To the producers' credit, they don't really try to hide or even disguise the dramatic string-pulling. They just put it out there. So there's Kat "the lesbian" talking about wanting to give men another try. Cue Rob the stud taking her for a picnic on the beach after betting his buddies that he's going to kiss her. And as soon as Mike "the rebel" starts talking about how his former classmate and now ex-wife had an affair with his now ex-best friend, you can guess who the next mysterious arrivals will be. That's right, Lana "the drama queen" and Steve "the back-stabber."
This triangle is, unfortunately, the core dynamic of the show. Again and again, the show revisits Mike's anger, Lana's regret and frustration, and Steve's defiance and desire to make amends. It's just too juicy a situation for the producers to resist, but as the details are, finally, made clear – Mike and Lana were already divorced when she and Steve hooked up – all this present-day tension seems a little silly.
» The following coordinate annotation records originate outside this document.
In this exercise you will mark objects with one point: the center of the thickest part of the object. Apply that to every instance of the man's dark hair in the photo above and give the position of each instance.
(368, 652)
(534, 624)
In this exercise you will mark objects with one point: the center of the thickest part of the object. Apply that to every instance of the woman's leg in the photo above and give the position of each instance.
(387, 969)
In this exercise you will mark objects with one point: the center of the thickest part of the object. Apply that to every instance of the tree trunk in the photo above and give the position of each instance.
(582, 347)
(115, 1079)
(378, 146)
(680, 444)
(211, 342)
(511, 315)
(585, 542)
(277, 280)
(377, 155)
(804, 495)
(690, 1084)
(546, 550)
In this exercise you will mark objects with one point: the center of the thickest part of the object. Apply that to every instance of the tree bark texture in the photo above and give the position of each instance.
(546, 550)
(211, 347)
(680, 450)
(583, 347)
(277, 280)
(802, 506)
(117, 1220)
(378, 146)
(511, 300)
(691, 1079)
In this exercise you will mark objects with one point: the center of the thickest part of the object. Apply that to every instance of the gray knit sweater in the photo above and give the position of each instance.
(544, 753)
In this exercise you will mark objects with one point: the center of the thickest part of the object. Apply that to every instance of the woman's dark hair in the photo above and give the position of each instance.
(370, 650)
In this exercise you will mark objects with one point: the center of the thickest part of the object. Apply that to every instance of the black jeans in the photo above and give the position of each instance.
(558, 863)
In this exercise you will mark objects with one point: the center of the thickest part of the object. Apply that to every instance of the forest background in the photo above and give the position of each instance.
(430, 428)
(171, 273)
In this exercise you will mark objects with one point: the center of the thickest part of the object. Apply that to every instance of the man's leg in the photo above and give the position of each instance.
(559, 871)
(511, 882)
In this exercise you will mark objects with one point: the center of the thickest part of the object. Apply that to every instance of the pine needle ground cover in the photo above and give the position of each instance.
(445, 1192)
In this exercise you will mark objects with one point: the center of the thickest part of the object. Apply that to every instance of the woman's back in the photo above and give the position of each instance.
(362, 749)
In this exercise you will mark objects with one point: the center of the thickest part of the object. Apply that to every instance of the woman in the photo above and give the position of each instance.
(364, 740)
But that's what high school is all about, isn't? High-drama silliness. As you watch these grown men and women regress into their adolescent characters, you wonder how much of this is bad acting by a bunch of non-wannabe actors and how much is just the intractable pull of the past? Is Justin "the pipsqueak," who's grown up to be tall, dark and handsome, just playing his part for the cameras? Or is he really so swooningly flummoxed by DeAnna's flirtations that he doesn't see that the "popular girl" – who wouldn't give him the time of day in high school – has grown up to be a four-time-divorced and desperate woman?
Whichever it is, it's undeniable train-wreck TV entertainment. And the show does mix in moments that resonate with something surprisingly close to genuine feelings, particularly when Matt "the jock" discusses the recent death of his wife and the scene in which Jason "the bully" is confronted by one of his victims.
Best of all, it's not a competition. No one sings for stardom or eats a bug for money.